Avant son décès, en août 1996, Robert Gravel avait entamé un travail dramaturgique considérable et fort original. D’abord avec La Tragédie de l’homme (une trilogie créée entre 1991 et 1993 qui comprend Durocher, L’homme qui n’avait plus d’amis, et Il n’y a plus rien), puis avec Thérèse, Tom et Simon, l’auteur a laissé des ouvres hyperréalistes qui explorent le raté de l’existence avec une troublante acuité. Gravel était un absurde. Un comique qui flirtait avec le tragique. Sa parole se veut autant rassurante que dérangeante. Les personnages de ses pièces – riches ou pauvres, jeunes ou vieux, paumés ou décadents – essaient tous de combler, en vain, le vide de leur existence, la faille de l’entreprise humaine. Finalement, Gravel était conscient du fait qu’au fond de chaque être, on retrouve une immense solitude. Et c’est ce qu’il a voulu démontrer, par-delà les différences des classes sociales, dans Durocher le milliardaire.

L’argent fait le bonheur
Trois jeunes cinéastes fauchés rendent visite à un milliardaire (Jacques L’Heureux) rencontré par hasard dans un avion, dans le but de lui soutirer une bonne somme d’argent pour financer un film… sur les démunis. Les trois cinéastes préféreraient qu’il soit con… mais le milliardaire est cultivé, généreux et heureux. Après avoir profité de ses largesses, ils ne savent plus s’ils doivent mépriser ou louanger leur hôte.

L’alcool aidant (suivant les directives du metteur en scène, les comédiens boivent vraiment pendant la pièce – mais ils «gèrent leur boisson»), les relations entre les cinéastes, d’une part, et les membres du clan Durocher, d’autre part, passeront par diverses phases avant de tourner à l’affrontement lors d’un souper final aux allures de Dernière Cène.

Pour Guylaine Tremblay, la pièce est encore plus percutante et baveuse aujourd’hui qu’au moment de sa création. « C’est peut-être moi qui suis plus consciente de ces choses-là, mais le néolibéralisme économique est encore plus triomphant en 1999. Chaque jour, l’écart entre les riches et les pauvres se creuse davantage.»

Si la pièce joue habilement avec les clichés et les discours socioculturels, Guylaine Tremblay ne croit pas que l’auteur voulait faire passer de message précis: «On a joué Durocher en France.
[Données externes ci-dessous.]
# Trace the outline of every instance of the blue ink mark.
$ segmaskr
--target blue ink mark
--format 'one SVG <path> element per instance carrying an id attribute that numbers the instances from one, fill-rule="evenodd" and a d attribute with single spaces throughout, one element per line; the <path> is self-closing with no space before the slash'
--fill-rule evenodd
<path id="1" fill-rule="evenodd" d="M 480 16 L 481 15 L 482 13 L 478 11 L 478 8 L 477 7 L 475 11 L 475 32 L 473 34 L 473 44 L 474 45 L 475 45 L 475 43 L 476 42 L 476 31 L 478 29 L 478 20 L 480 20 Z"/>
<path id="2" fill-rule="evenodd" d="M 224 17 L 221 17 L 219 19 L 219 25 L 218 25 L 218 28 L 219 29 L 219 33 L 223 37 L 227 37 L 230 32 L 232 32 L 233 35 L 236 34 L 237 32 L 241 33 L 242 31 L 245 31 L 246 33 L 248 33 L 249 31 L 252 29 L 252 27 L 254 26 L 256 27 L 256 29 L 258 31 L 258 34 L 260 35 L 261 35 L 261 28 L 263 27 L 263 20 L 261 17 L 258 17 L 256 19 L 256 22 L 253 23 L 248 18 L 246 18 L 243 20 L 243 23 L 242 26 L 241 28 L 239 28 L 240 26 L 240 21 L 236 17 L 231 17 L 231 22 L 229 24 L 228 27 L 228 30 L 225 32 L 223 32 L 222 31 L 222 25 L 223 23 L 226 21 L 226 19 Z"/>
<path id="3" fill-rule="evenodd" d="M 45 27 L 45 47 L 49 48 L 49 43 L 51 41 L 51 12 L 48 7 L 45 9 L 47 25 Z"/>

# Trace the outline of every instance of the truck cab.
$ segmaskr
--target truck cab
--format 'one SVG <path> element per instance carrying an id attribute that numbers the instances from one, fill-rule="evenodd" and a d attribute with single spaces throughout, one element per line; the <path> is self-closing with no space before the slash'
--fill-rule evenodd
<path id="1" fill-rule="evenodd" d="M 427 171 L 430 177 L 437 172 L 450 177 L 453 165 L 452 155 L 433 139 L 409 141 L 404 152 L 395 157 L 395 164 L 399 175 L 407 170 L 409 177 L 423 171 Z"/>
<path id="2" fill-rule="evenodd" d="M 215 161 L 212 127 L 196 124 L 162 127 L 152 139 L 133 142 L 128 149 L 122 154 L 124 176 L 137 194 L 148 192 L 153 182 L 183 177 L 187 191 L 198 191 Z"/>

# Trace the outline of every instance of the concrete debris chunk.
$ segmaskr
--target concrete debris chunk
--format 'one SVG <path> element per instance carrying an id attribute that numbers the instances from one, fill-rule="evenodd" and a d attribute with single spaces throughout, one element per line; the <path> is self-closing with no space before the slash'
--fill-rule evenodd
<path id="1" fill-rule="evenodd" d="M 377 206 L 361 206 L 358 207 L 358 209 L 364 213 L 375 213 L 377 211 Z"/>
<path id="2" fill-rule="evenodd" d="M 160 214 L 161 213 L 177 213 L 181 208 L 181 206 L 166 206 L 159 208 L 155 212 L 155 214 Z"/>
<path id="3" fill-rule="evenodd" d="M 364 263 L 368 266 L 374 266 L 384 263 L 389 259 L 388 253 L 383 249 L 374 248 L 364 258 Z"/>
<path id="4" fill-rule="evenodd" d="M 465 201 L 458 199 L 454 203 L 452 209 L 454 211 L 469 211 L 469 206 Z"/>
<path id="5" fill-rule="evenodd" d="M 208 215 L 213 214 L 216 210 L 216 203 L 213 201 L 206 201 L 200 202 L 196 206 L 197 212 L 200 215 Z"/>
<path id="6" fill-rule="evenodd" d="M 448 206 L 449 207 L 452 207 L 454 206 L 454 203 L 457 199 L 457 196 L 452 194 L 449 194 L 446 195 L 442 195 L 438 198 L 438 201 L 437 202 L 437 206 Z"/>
Le metteur en scène qui nous recevait à Cergy-Pontoise disait à Robert: "C’est vachement politique, ton truc!" Et Robert répondait: "Non, c’est juste niaiseux."

Reste que Robert Gravel disait souvent: «Si le théâtre ne fait pas avancer la liberté de ceux qui le jouent et de ceux qui le voient, il ne sert à rien.» «Il ne faisait pas ce métier-là pour l’amour, mais pour se sentir plus libre», explique Tremblay.

Le défi de Guylaine Tremblay et des autres comédiens (Violette Chauveau, Jacques L’Heureux, Alexis Martin, Luc Senay, Claude Laroche, Didier Lucien, Luc Proulx) est donc de transporter leur état de bonheur et de liberté au TNM. «Si on m’avait dit, en mars 1991, que Durocher serait jouée un jour au TNM, je ne l’aurais jamais cru! Or, on voulait à tout prix reprendre cette pièce, et Lorraine Pintal a tout de suite sauté dans le projet. Il n’y a rien de nostalgique là-dedans. J’ai replongé dans le même état de bonheur que je ressentais en 1991. En plus, il y a un bar au TNM!»